Count transform files in the transformations/ folder:

Case A: Optimal (Single Transform)

•Has: transform.json + sample_data.json
•Action: ✅ Continue to cleanup steps

Case B: Single Transform Needs Renaming

•Has: One transform file with different name (e.g., akamai.json)
•Action: Rename to transform.json

Case C: Multiple Transforms (Multi-Provider)

•Has: Multiple transform files (e.g., akamai (4).json, cloudflare (4).json, fastly (2).json)
•Action: Create subdirectory structure

For Case C, create subdirectories:

•
Extract provider name from each filename:
- •akamai (4).json → provider: akamai
- •cloudfront_firehose.json → provider: cloudfront_firehose
- •Strip numbers, parentheses, special chars from filename

•

Create subdirectory structure:

code

transformations/
├── akamai/
├── cloudflare/
├── cloudfront_firehose/
└── fastly/

•
Move each transform to its subdirectory:
- •akamai (4).json → transformations/akamai/akamai (4).json
•
For EACH subdirectory, apply Case A/B logic:
- •If transform is named transform.json → ✅ done
- •If transform has different name → rename to transform.json

2c. Clean Transform Metadata Fields

For EACH transform file (whether in root transformations/ or subdirectories):

Remove these metadata fields if present:

•"uuid" - Internal system ID
•"created" - Creation timestamp
•"modified" - Modification timestamp
•"url" - API endpoint URL
•"table" - Table UUID reference

Keep these fields:

•"type" - Usually "json", keep it
•"name" - Transform name
•"description" - Transform description
•"settings" - All transform settings
•"sample_data" - Sample data (will process in next step)
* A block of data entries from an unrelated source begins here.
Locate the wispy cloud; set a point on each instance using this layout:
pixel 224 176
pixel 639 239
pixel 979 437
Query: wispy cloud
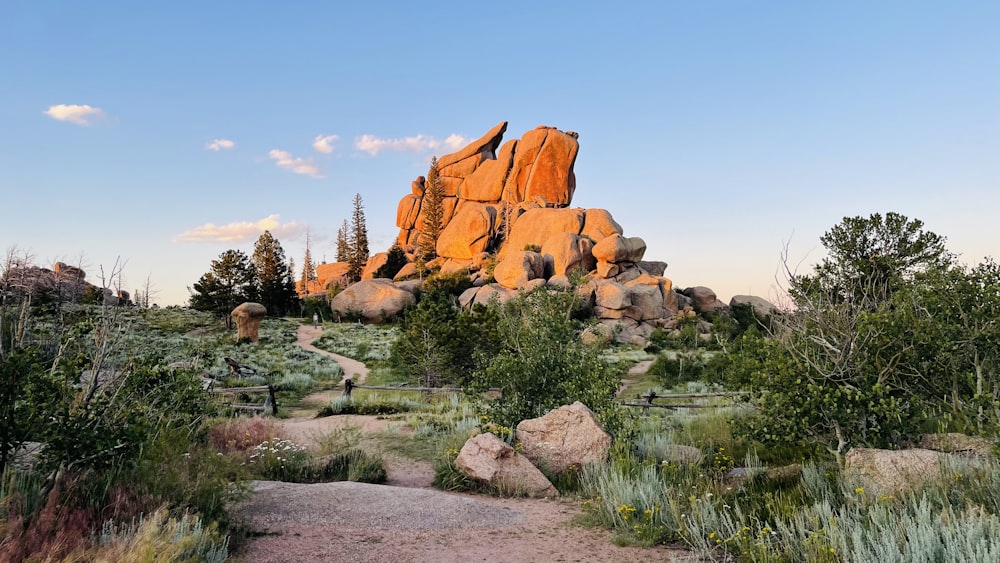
pixel 220 144
pixel 324 143
pixel 298 165
pixel 80 115
pixel 417 143
pixel 241 231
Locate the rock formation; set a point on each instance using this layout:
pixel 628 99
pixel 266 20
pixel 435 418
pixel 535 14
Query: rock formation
pixel 490 460
pixel 376 300
pixel 508 204
pixel 62 282
pixel 891 471
pixel 515 204
pixel 247 317
pixel 564 439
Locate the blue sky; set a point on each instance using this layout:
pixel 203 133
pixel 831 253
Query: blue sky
pixel 720 132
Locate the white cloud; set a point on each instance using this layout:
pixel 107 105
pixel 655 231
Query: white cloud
pixel 418 143
pixel 324 143
pixel 455 141
pixel 80 115
pixel 298 165
pixel 220 144
pixel 241 231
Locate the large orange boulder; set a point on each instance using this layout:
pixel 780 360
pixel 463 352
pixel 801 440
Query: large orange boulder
pixel 374 263
pixel 407 211
pixel 469 232
pixel 618 249
pixel 455 167
pixel 487 143
pixel 247 317
pixel 598 224
pixel 376 300
pixel 486 183
pixel 569 252
pixel 543 167
pixel 535 226
pixel 518 268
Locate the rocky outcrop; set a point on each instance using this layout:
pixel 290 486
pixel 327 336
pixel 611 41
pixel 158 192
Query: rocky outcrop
pixel 511 202
pixel 376 300
pixel 762 308
pixel 543 167
pixel 568 252
pixel 486 294
pixel 960 444
pixel 332 274
pixel 565 439
pixel 704 300
pixel 490 460
pixel 373 265
pixel 518 268
pixel 890 471
pixel 615 254
pixel 247 317
pixel 469 232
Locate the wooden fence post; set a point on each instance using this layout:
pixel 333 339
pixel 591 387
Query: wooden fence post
pixel 649 401
pixel 274 401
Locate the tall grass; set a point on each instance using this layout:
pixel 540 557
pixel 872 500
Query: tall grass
pixel 815 514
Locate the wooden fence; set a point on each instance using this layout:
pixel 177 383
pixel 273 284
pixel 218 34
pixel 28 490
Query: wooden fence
pixel 349 386
pixel 652 396
pixel 269 402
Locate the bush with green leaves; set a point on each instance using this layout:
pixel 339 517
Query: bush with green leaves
pixel 440 343
pixel 888 338
pixel 542 364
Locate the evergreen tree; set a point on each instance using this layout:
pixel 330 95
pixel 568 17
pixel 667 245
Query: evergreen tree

2d. Extract and Validate Sample Data

For EACH transform file:

•

Check for sample_data field in transform:

•If sample_data field is missing or empty → BLOCKER

•Stop and display error:

code

❌ ERROR: Cannot continue configuration

The transform file '{filename}' is missing sample_data.

Action Required:
- Contact the team that provided this bundle
- Request they add sample_data to the transform file
- Sample data must include at least one complete example record

Cannot proceed with bundle configuration until sample_data is present.

•
Extract sample_data from transform:
- •Read the sample_data field value
•
Validate and normalize format:
- •
  If sample_data is an array: [{...}, {...}]
  - •Take ONLY the first element: [0]
  - •Result should be single object: {...}
- •
  If sample_data is already an object: {...}
  - •Use as-is ✅
- •REQUIRED: Final format must be single object, NOT array
•
Create sample_data.json file:
- •Write the normalized sample data object to sample_data.json
- •
  Location:
  - •Single transform: transformations/sample_data.json
  - •Multiple transforms: transformations/{provider}/sample_data.json
•
Update transform file:
- •Replace the sample_data field in transform.json with the normalized object
- •Both files must match exactly

Result: Both sample_data.json and transform's sample_data field contain identical single object.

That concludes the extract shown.